Tanisha Anderson, a 37-year-old Cleveland mother with bipolar disorder and schizophrenia, died after Cleveland police responding to a Nov. 12, 2014, call for assistance from the family to take Tanisha to the hospital for evaluation tragically mishandled their response. After Anderson panicked and resisted, she was thrown to the pavement and a police officer kneeled on her as he tried to restrain her, and she later died. Anderson’s “sudden death associated with physical restraint in a prone position” was ruled a homicide by the Cuyahoga County Medical Examiner’s Office. But the officers involved were not prosecuted in her death based on findings that a heart condition and medications also contributed to her death.
That was then. This is now.
What should have happened to repair Cleveland police response to those in mental health crisis has not yet fully happened, at least not to the extent needed.
Despite reforms to Cleveland police response so that those responding to people in mental health crisis are better trained and knowledgeable in crisis response and often go out in company with behavioral health experts, the city still hasn’t deployed an unarmed “care-response” model. In that model, unarmed mental health specialists and peers trained in and focused on helping rather than escalating the crisis are deployed in situations where it’s safe to do so, rather than simply accompanying police.
Last year, on the 10th anniversary of Tanisha Anderson’s death, “Tanisha’s Law” was introduced in Cleveland City Council by council members Stephanie Howse-Jones, Rebecca Maurer and Charles Slife. It seeks to codify a care-response model to “send unarmed behavioral health clinicians to some emergency calls, instead of armed police officers,” cleveland.com reported at the time.
It’s an important and needed law. Yet it’s still awaiting action. The reason? The city of Cleveland appears to be “slow-walking” a study of 911 calls authorized by council two years ago.
There’s no excuse for that delay.
Cleveland officials are right to want to study 911 calls so they can fully assess both the needs and opportunities for an unarmed mental health response before proceeding with legislation.
But that means the city also must prioritize this study. There’s simply no reason to have let it drag out for years. And surely, Cleveland already analyzes 911 calls for purposes of budgeting, police training and personnel deployments. This isn’t rocket science.

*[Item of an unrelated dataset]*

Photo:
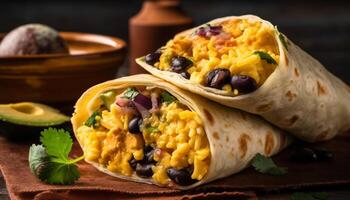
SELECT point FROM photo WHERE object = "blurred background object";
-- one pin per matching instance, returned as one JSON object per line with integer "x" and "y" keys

Albuquerque, New Mexico; Pittsburgh’s Allegheny County; Durham, North Carolina; and Evanston, Illinois “each operate versions of ‘care response’ where behavioral-health experts, not police officers, are dispatched to some 911 calls involving mental illness, substance use or wellness checks,” cleveland.com’s Sean McDonnell reports.
It’s time for City Hall to finish its 911 study as quickly as possible so City Council can move on to resolving details of its proposed Tanisha’s Law expeditiously and constructively.
No one else in mental health crisis should have to die in the way Tanisha Anderson did. And they won’t — if Cleveland approaches this effort in a positive and collaborative way.